Collection of the University of Pittsburgh. Gift to the University of Pittsburgh from One Oliver Associates
Pitt2016.1
Virgil Cantini (1919-2009)

Aerial Scape

2009 (Date collected)
1969 – 1971 (Date created)
Medium
Enamel
Technique
Enamel
Type
Enamels
Dimensions
15 ft W x 20 ft H (Object)
60 in W x 80 in H (Object)
Notes: each individual panel (x50)
Culture
American
Description
Located at: University of Pittsburgh, 3501 Terrace Street, G-133 Salk Hall

Large enamel assemblage by Virgil Cantini, commissioned by the Oliver Tyrone Company, Pittsburgh, PA. 50 individual panels.
Exhibition Label
Originally located in One Oliver Plaza in downtown Pittsburgh (or the K&L Gates Center), this enamel mural was commissioned by Michael Rea (great-grandson of steel magnate Henry W. Oliver) in 1969. Another work was commissioned for the lobby at the same time, a ceramic mural by Pierre Soulages, now in the collection of the Butler Institute of American Art in Youngstown, Ohio. Because of a renovation of the lobby, both murals were dismantled and relocated. Cantini's mural was donated to the University of Pittsburgh, and after considering an installation in Posvar Hall, it was finally displayed in the new atrium of Salk Hall, completed in 2015. Aerial Scape consists of 50 panels of 60 x 80 inches each. Cantini applied a basic coat of porcelain on which he fused the enamel. This layer was then laid-out on steel sheets to make the mounting on the wall easier. It was a complicated process, and the artist worked with engineers in order to determine the best firing temperature and to understand the adhesion of the glass on the metal and the number of layers possible without causing the panels to buckle.

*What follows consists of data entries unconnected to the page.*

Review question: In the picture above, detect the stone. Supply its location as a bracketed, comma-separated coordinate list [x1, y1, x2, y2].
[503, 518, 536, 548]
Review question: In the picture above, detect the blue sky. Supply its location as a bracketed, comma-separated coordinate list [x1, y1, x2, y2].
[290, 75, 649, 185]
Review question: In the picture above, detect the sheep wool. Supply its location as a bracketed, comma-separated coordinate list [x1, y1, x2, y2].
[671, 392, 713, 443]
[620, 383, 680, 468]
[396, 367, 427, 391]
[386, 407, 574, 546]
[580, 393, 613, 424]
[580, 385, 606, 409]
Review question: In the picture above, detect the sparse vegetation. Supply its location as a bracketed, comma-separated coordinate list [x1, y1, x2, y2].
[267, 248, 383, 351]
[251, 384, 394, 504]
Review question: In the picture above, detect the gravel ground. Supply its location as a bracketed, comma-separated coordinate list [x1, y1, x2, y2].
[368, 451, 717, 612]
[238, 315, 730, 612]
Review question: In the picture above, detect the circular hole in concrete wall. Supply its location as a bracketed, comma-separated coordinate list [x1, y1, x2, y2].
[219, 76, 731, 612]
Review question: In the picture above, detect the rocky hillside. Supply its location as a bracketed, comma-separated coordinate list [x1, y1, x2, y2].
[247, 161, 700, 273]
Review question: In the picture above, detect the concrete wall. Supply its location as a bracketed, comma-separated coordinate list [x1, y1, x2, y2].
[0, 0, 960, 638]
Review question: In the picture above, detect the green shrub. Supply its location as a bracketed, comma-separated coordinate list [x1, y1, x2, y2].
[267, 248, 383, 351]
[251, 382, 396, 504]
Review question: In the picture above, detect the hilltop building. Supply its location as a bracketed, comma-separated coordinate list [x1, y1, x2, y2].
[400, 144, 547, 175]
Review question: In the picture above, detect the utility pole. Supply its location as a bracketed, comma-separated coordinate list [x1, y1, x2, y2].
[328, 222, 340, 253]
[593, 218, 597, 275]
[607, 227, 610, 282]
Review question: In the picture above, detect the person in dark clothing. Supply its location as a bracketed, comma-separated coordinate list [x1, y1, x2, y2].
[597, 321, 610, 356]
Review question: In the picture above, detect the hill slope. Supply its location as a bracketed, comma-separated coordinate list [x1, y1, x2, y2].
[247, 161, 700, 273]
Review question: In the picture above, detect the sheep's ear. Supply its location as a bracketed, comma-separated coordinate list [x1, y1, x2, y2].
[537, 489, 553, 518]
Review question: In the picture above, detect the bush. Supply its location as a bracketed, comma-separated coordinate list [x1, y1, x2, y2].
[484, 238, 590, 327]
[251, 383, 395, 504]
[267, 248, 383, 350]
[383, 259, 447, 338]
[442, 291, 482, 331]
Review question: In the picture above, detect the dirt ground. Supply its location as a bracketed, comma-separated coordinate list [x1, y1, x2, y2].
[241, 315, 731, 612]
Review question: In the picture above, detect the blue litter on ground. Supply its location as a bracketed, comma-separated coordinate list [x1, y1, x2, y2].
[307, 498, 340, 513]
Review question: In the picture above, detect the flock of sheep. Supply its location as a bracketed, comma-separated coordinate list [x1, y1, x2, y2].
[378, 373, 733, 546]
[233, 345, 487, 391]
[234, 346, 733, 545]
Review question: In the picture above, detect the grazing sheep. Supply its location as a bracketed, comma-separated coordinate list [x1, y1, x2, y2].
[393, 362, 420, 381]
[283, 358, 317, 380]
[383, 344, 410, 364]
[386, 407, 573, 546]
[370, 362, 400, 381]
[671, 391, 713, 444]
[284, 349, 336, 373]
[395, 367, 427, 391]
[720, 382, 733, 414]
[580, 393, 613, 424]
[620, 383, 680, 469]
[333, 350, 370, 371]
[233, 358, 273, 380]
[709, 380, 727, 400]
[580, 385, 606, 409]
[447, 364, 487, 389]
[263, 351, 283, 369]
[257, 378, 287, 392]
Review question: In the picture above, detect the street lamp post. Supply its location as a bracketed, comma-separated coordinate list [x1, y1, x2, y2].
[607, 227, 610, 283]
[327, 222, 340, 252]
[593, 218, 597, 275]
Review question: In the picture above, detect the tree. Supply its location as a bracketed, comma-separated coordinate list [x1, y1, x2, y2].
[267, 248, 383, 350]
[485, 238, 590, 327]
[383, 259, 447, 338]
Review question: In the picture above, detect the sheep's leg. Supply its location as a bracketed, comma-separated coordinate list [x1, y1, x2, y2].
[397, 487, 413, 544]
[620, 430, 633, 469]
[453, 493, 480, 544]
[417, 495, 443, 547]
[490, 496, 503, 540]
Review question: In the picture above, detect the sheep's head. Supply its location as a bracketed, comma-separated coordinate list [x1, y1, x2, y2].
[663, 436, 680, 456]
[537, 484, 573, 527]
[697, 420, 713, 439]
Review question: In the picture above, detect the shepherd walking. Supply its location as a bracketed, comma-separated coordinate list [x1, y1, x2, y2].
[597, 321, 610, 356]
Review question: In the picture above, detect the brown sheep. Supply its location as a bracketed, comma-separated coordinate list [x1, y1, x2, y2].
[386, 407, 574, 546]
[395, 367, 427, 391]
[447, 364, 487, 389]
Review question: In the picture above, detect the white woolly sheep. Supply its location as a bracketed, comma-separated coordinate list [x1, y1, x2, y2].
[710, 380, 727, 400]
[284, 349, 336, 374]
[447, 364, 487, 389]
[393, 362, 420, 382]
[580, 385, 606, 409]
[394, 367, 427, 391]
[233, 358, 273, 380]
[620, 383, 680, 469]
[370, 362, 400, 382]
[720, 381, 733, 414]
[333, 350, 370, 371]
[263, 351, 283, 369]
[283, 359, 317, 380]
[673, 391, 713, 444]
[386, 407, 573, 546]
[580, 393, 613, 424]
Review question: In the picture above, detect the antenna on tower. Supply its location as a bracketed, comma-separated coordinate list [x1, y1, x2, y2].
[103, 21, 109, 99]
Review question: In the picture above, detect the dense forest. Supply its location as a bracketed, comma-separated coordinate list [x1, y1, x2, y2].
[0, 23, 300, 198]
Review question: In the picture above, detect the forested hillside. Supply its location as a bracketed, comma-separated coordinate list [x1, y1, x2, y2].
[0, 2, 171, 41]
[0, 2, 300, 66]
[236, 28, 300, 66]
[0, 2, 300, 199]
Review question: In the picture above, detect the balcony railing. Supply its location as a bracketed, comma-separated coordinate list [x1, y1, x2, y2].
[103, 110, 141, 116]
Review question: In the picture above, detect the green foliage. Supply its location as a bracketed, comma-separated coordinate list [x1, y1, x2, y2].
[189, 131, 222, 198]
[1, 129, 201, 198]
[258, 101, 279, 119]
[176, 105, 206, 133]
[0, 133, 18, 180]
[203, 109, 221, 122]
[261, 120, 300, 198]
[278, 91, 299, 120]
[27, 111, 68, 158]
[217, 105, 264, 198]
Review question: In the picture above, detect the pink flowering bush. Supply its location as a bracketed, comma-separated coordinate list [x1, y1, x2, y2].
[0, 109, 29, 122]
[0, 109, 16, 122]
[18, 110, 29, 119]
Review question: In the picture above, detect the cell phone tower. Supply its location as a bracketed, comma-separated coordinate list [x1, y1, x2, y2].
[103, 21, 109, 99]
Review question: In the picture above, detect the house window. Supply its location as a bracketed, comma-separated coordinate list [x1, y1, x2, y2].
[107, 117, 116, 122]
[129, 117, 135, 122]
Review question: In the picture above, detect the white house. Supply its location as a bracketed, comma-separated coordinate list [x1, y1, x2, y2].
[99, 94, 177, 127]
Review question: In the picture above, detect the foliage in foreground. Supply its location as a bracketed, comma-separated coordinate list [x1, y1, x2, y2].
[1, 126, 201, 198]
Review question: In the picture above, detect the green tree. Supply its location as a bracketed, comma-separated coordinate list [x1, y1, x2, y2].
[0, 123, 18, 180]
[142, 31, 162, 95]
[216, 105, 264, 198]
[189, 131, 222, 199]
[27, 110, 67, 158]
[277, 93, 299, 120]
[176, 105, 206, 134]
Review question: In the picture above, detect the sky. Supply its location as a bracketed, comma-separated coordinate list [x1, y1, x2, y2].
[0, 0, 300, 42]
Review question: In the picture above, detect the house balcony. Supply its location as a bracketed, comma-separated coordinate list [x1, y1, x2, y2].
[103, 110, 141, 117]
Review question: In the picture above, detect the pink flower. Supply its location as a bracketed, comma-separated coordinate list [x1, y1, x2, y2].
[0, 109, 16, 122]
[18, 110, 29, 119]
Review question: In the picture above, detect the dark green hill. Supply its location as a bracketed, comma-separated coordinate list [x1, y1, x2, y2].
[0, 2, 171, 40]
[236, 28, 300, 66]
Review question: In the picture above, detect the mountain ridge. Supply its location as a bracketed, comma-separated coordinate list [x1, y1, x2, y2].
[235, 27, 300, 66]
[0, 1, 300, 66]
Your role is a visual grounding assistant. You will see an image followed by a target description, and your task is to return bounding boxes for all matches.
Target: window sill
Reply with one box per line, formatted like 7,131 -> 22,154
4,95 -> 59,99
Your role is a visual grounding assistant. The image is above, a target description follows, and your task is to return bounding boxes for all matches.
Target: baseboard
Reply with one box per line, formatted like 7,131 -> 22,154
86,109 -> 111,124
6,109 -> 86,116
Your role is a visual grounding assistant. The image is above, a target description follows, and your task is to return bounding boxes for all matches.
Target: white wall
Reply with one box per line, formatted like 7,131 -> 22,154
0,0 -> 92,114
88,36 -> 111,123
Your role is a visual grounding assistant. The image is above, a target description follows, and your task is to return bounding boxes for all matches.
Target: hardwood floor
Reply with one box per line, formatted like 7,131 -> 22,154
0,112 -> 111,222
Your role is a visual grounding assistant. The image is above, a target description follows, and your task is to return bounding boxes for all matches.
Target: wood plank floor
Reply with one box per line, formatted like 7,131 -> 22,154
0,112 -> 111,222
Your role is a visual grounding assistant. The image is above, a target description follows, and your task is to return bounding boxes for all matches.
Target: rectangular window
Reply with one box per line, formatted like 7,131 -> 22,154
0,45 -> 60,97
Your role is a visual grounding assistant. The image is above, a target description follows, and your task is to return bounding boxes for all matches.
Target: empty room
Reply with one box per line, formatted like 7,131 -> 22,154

It took about 10 firings for each panel in his kiln at temperatures between 1,200-1,600 F. Like many of Cantini's murals, 'Aerial Scape' is a colorful piece. The artist organized the colors in a sort of quadrant that constructs the overall composition. Mainly primary colors, he created hues and gradations by sprinkling powdered glass onto his surface. He also mixed powdered glass with water to create a paste, which gave the pebble-like drops throughout the painting. The complex relationship and assemblage of geometric shapes - circles, rectangles, squares - and the intersection of lines, give a sense of energy and intensity.
Status
Other Collection
Provenance
University of Pittsburgh, 3501 Terrace Street, G-133 Salk Hall, since 2015 University of Pittsburgh, storage, 2009-2015 Donated to the University of Pittsburgh by One Oliver Associates, 2009 One Oliver Plaza, Pittsburgh, PA, 1970-2009 Commissioned to the artist by One Oliver and Associates c. 1968-1970
Bibliography
"Virgil Cantini: The artist in public", a film by Will Zavala and music by Philip Thompson (2009) Patricia Lowry, "Cantini Mural will be moved to Pitt's Posvar Hall", Pittsburgh Post-Gazette, May 27, 2009 Patricia Lowry, "At One Oliver Plaza, two Modern, monumental, once-cherished artworks need new homes", Pittsburgh Post-Gazette, April 6, 2009 Office of Public Art, Pittsburgh Art in Public Places, Downtown Walking Tour, 2008, 2nd edition, p. 69 Barbara Holsopple, "Making of a Mural", in Roto, The Pittsburgh Press, Sunday February 21, 1971, p. 12-14

Please note that cataloging is ongoing and that some information may not be complete.